Anspruch und Höhe des Unterhalts
Scheidungen gehören heutzutage leider zu der Tagesordnung. Meist sind aus diesen Ehen auch Kinder hervorgegangen, um die sich nur einer der Kindeseltern letztendlich kümmern wird. Kinder haben grundsätzlich Anspruch auf Unterhalt an ihre Kindeseltern. Bestimmt wird dieser Unterhaltsanspruch nach den Sätzen der Düsseldorfer Tabelle. Natürlich spielen für die Berechnung des Unterhaltes nach der Düsseldorfer Tabelle mehrere Faktoren eine Rolle. In die Berechnung wird u. a. das Alter des Kindes, ob das Kind noch in der elterlichen Wohnung lebt und ob das Kind eigene Einkünfte hat (z. B. Lehrgehalt), mit einbezogen.

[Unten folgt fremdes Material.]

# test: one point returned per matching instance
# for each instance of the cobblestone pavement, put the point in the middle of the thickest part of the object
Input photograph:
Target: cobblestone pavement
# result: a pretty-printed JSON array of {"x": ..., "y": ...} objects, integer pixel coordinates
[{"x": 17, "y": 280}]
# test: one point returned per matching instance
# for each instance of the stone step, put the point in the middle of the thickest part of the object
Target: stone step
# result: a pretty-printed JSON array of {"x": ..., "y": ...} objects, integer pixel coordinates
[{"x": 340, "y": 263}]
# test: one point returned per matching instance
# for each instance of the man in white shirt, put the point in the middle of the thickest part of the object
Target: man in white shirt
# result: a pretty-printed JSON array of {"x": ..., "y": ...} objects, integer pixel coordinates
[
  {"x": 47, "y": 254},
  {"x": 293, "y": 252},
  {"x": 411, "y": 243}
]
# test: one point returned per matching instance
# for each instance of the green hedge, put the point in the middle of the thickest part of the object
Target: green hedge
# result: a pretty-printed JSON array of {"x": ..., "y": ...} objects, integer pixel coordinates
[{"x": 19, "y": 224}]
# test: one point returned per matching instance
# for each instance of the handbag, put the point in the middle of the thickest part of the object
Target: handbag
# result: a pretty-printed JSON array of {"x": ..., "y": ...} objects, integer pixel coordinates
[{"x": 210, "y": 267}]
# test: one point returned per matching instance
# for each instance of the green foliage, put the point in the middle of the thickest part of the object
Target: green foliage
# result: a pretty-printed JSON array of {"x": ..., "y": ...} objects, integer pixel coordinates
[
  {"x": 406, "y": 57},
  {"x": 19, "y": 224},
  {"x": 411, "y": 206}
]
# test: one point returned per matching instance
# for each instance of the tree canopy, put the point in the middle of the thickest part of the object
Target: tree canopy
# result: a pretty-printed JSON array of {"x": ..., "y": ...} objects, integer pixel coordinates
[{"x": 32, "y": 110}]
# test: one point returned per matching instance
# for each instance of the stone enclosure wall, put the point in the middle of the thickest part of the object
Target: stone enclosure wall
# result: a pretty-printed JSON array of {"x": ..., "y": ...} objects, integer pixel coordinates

Des weiteren richtet sich der zu zahlende Unterhalt nach der Höhe der Einkünfte der Eltern, wobei auch bei der Berechnung des bereinigten Nettoeinkommens oft diverse Abzüge vom Bruttoeinkommen zu tätigen sind. So können mitunter berufsbedingte Aufwendungen, monatliche Fahrtkosten zur Arbeitsstätte sowie ehebedingte Schulden für die Berechnung des Nettoeinkommens in Abzug gebracht werden. Im übrigen können auch noch volljährige Kinder einen Anspruch auf Unterhalt haben, sofern sie sich noch in der Ausbildung befinden. Dies kann auch für den Fall in Frage kommen, dass sie bereits einen eigenen Hausstand gegründet haben. Eine weitere unterhaltsberechtigte Person kann der ehemalige Ehegatte sein, der über weniger Einkommen verfügt und sich oftmals um die Kinder kümmert. Dieser Unterhalt berechnet sich allerdings nicht nach der Düsseldorfer Tabelle. Der Ehegattenunterhalt beträgt im Allgemeinen 3/7 des bereinigten Nettoeinkommens des Unterhaltspflichtigen nach Abzug des Kindesunterhaltes. Allerdings dürfen die Unterhaltsbeträge den Selbstbehalt des Unterhaltspflichten nicht überschreiten. Sodann greift eine Mangelfallberechnung. Den Selbstbehalt legt das Oberlandesgericht des jeweiligen Gerichtsbezirkes fest. Da es sich im Unterhaltsrecht um ein sehr komplexes Thema handelt, sollte dennoch in jedem Fall ein versierter Jurist zu Rate gezogen werden.